“Of the alpha, managers get to keep at least half of it. But there’s still substantial net alpha,” Ibbotson says.

Among the hedge funds, emerging strategies provided the most alpha for investors’ fees, generating an alpha/ fee ratio of 1.21, followed by long/ short equity with 1.16. Equity market neutral, global macro and managed futures delivered less alpha for clients’ fees, producing alph/fee ratios of 0.68, 0.58 and 0.36.

An earlier version of the paper, written in September 2009, found hedge funds produced a return of 9.9 per cent, before fees, which consisted of 1.95 per cent alpha and 4.47 per cent beta. This means that 3.48 per cent of the return was absorbed by manager fees.

In this working paper, the authors note that hedge funds are a collection of very dynamic and relatively young investment strategies, and are expected to evolve further in time. But since they now hold more than US$1 trillion, and continue to attract capital, “we cannot be assured that the high past alphas we measure are a good prediction of the future alpha in the hedge fund industry,” the researchers write.

Survivor: hedge fund land

Over the 15-year research period, more than half of the hedge funds that Ibbotson, Cheng and Zhu tracked either blew up or dropped out of the TASS database. The researchers observed that 7,413 funds were withdrawn. Worryingly, the performance of these funds does not contribute to the aggregate returns data. Because TASS monitors successful funds only, the researchers adjusted for “survivorship bias” by including the performance of the 7,000-plus dead funds in their calculations.

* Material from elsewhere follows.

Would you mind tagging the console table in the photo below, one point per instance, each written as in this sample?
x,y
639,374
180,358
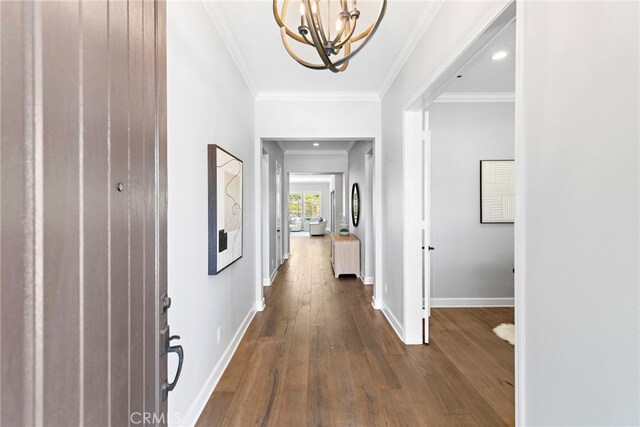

They also adjusted for “backfill bias”. This occurs when a hedge fund joins the database after a run of strong monthly returns, and includes this data in their performance history, bolstering their long-term return. The problem is that funds with an unfavourable return history do not include this data. This distorts the aggregate returns from the database because poor past performances are ignored, while plenty of good months are dragged into the database. Backfill data is always biased, Ibbotson says, because “managers only show it if it’s good”.

By stripping out these biases, the researchers effectively took an axe to the headline returns published by TASS: the original 13.23 per cent performance of the funds over the study period was almost halved to 7.63 per cent.